When I review papers for journals, I often find myself facing something of a tension between two competing motives. On the one hand, I’d like to evaluate each manuscript as an independent contribution to the scientific literature–i.e., without having to worry about how the manuscript stacks up against other potential manuscripts I could be reading. The rationale being that the plausibility of the findings reported in a manuscript shouldn’t really depend on what else is being published in the same journal, or in the field as a whole: if there are methodological problems that threaten the conclusions, they shouldn’t become magically more or less problematic just because some other manuscript has (or doesn’t have) gaping holes. Reviewing should simply be a matter of documenting one’s major concerns and suggestions and sending them back to the Editor for infallible judgment.

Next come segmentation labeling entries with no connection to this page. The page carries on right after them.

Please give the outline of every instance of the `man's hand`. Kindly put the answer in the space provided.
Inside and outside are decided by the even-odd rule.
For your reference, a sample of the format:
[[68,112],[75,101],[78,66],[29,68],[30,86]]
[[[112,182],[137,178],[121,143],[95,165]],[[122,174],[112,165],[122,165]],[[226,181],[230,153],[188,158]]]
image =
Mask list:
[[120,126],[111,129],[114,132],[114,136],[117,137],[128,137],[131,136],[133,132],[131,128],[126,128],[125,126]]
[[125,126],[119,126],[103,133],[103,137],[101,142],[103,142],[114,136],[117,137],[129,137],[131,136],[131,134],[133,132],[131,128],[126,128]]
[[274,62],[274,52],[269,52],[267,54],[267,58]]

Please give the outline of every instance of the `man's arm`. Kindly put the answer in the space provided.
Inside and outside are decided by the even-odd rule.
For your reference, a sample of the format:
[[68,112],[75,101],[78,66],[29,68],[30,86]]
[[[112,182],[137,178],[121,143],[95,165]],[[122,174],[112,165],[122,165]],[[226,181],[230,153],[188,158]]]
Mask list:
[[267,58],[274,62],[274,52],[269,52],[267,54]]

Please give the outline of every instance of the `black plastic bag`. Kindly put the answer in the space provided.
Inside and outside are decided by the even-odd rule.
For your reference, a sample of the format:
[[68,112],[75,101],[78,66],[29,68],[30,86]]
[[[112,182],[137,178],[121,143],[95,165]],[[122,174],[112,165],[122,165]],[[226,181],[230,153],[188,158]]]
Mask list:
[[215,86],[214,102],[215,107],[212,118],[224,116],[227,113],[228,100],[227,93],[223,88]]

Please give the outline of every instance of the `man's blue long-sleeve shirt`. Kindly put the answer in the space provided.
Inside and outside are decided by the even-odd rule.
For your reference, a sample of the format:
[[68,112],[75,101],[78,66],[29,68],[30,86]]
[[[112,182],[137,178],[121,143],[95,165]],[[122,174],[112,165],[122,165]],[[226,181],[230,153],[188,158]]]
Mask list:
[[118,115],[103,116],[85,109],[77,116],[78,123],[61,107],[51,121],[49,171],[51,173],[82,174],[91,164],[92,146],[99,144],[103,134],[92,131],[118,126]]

The trouble with this idea is that if you’re of a fairly critical bent, you probably don’t believe the majority of the findings reported in the manuscripts sent to you to review. Empirically, this actually appears to be the right attitude to hold, because as a good deal of careful work by biostatisticians like John Ioannidis shows, most published research findings are false, and most true associations are inflated. So, in some ideal world, where the job of a reviewer is simply to assess the likelihood that the findings reported in a paper provide an accurate representation of reality, and/or to identify ways of bringing those findings closer in line with reality, skepticism is the appropriate default attitude. Meaning, if you keep the question “why don’t I believe these results?” firmly in mind as you read through a paper and write your review, you probably aren’t going to go wrong all that often.
The problem is that, for better or worse, one’s job as a reviewer isn’t really–or at least, solely–to evaluate the plausibility of other people’s findings. In large part, it’s to evaluate the plausibility of reported findings in relation to the other stuff that routinely gets published in the same journal. For instance, if you regularly reviewing papers for a very low-tier journal, the editor is probably not going to be very thrilled to hear you say “well, Ms. Editor, none of the last 15 papers you’ve sent me are very good, so you should probably just shut down the journal.” So a tension arises between writing a comprehensive review that accurately captures what the reviewer really thinks about the results–which is often (at least in my case) something along the lines of “pffft, there’s no fucking way this is true”–and writing a review that weighs the merits of the reviewed manuscript relative to the other candidates for publication in the same journal.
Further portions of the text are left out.